Le 12 avril 2019, les 6 mousquetaires ont été présentés à la presse locale avant d’être déférés devant le procureur de la République. De bonnes sources, le procureur de la république près le tribunal de première instance de Batouri, les a placé sous mandat de dépôt provisoire à son tour.

La moisson est grande pour la brigade de gendarmerie de la ville Batouri- dans le chef lieu du département de la Kadey, à l’Est du pays. Dans leurs filets: 6 présumés trafiquants d’organes et ossements humains avec pièces à conviction en mains. Parmi les 6 individus tombés dans la nasse des forces de maintien de l’ordre, 3 réfugies de nationalités centrafricaines et 3 compatriotes dont un papa fils qui a enrôlé dans le circuit de ces pratiques diabolique, son propre fils afin de profaner les tombes.

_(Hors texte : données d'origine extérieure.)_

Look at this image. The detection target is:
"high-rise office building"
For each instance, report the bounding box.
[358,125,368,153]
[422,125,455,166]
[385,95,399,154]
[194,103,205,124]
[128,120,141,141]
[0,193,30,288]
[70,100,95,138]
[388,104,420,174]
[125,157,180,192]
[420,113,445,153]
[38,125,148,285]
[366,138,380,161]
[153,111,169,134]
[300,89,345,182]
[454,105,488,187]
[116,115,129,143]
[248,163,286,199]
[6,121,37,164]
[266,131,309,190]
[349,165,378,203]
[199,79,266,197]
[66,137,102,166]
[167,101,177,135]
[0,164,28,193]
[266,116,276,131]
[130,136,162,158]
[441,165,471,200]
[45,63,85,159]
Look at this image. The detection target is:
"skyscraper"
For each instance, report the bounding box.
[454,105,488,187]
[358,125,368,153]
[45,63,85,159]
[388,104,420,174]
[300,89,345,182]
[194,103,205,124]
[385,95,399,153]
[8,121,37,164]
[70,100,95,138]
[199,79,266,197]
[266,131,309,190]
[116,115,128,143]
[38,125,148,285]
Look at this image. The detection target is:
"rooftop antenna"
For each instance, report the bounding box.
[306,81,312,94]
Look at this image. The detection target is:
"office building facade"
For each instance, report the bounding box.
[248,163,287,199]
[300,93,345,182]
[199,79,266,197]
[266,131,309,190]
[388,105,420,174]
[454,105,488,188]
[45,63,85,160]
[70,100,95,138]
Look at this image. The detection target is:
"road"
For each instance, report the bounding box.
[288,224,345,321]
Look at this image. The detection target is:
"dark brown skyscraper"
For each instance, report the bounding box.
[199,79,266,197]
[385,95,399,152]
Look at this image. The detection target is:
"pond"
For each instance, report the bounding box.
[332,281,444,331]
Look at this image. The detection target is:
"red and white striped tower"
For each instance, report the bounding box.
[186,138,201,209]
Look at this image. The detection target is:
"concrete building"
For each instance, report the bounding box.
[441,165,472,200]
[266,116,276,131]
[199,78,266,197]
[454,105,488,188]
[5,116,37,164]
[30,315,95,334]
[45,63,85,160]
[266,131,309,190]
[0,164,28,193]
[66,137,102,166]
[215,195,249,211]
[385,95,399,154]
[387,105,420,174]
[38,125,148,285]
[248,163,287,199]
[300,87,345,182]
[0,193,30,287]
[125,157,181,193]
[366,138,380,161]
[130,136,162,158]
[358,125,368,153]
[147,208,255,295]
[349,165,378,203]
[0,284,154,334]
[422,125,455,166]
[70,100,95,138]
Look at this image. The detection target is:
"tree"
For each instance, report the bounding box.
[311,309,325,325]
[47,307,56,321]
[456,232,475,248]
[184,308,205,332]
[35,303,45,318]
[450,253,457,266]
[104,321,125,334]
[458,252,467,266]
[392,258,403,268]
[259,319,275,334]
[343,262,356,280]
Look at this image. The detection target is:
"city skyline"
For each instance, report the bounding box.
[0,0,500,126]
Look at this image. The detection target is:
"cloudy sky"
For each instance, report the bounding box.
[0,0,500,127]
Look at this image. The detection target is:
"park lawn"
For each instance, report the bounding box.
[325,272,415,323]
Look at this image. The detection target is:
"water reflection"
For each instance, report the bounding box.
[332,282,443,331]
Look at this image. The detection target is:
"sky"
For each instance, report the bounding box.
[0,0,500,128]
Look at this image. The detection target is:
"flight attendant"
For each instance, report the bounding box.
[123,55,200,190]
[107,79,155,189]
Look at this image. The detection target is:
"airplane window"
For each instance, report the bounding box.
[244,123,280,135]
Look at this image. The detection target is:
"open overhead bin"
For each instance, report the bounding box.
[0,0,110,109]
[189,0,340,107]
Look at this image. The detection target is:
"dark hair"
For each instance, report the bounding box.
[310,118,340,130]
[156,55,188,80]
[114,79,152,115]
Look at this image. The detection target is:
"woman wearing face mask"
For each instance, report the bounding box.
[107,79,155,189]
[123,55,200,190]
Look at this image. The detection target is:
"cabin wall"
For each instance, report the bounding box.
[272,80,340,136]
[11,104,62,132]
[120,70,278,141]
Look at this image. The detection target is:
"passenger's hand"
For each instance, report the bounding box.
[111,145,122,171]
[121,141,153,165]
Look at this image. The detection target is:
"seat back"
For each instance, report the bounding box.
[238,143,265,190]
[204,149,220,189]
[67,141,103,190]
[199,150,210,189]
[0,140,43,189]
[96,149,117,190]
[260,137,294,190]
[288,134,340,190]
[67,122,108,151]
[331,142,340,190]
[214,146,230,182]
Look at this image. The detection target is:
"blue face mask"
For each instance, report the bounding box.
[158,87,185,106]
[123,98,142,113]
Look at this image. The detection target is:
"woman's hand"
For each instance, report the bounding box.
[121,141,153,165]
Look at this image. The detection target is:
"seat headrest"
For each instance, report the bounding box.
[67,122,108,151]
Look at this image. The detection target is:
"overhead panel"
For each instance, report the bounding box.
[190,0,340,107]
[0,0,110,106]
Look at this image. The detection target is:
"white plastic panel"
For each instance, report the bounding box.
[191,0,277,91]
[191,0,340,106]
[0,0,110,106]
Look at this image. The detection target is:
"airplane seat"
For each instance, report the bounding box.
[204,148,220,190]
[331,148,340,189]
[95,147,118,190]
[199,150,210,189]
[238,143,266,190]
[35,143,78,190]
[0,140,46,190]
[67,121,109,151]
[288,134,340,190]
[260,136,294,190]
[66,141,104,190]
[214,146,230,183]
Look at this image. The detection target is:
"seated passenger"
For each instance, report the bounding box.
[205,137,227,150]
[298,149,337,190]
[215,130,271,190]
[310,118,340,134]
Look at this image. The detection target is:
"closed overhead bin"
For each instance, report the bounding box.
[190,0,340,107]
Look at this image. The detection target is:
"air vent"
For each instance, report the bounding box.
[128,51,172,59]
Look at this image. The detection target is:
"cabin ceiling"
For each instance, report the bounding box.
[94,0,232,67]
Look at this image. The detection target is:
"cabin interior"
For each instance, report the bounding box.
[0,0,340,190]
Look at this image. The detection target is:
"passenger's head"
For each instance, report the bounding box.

Des sources sécuritaires, les mis en cause étaient ardemment recherchés depuis au moins 2 ans par les forces de l’ordre avant d’être rattrapés dans la nasse ces derniers jours grâce aux renseignements. Ils ont été pris “la main dans le sac avec en leur possession des ossements humains qu’ils auraient pris du côté de Gbiti”, renseigne une source.

Selon des informations concordantes, “c’est une affaire qui a mal tourné pour ces trafiquants d’ossements humains qui n’ont pas pu écouler leur cargaison à un aladji. L’acheteur ayant décliné l’offre à la dernière minute, a fondu dans la nature, sans explications. C’est donc dans la recherche désespérée d’un nouvel acheteur que les trafiquants vont tomber dans les filets des agents de renseignements”, souffle une source sécuritaire.

Lors des enquêtes préliminaires diligentées par l’Adjudant-chef David Mvondo de la brigade de gendarmerie de Batouri, les 6 trafiquants vont passer aux avœux complets tout en indiquant l’identité de leurs complices qui courent encore. Les fins limiers du renseignement de la gendarmerie nationale sont déjà en branle pour mettre la main sur sur ces criminels d’un autre genre.

Lors de la cérémonie de présentation des trafiquants d’ossements humains à la presse, l’on a remarqué la présence des professionnels du corps de la santé. ” La présence d’une expertise médicale se justifie ici pour pour déterminer réellement la nature des ossements retrouvés et les âges de ces personnes entre autres choses”, renseigne-t-on.

En rappel, le phénomène de la profanation des tombeaux et du trafic des ossements humains prospère dans la région de l’Est. Dans le département du Lom et Djerem, le phénomène prend de plus en plus du galon malgré les nombreuses mises en garde de l’autorité préfectorale. Curieusement, il se propage désormais dans le département de la Kadey où l’on retrouve une forte communauté musulmane.

D’autant plus que ce sont les tombeaux des fidèles musulmans décédés qui sont toujours ciblés parce que apprend-t-on, ne sont pas profondes. Mandjou, Bertoua, Bétaré-Oya et Garoua-Boulaï sont les fiefs de ces pratiques qui n’honorent pas les mémoires des défunts et leurs familles. Avec cette prouesse des éléments de la gendarmerie nationale à Batouri, il convient d’ores et déjà de conclure que ce département n’est plus à l’abri.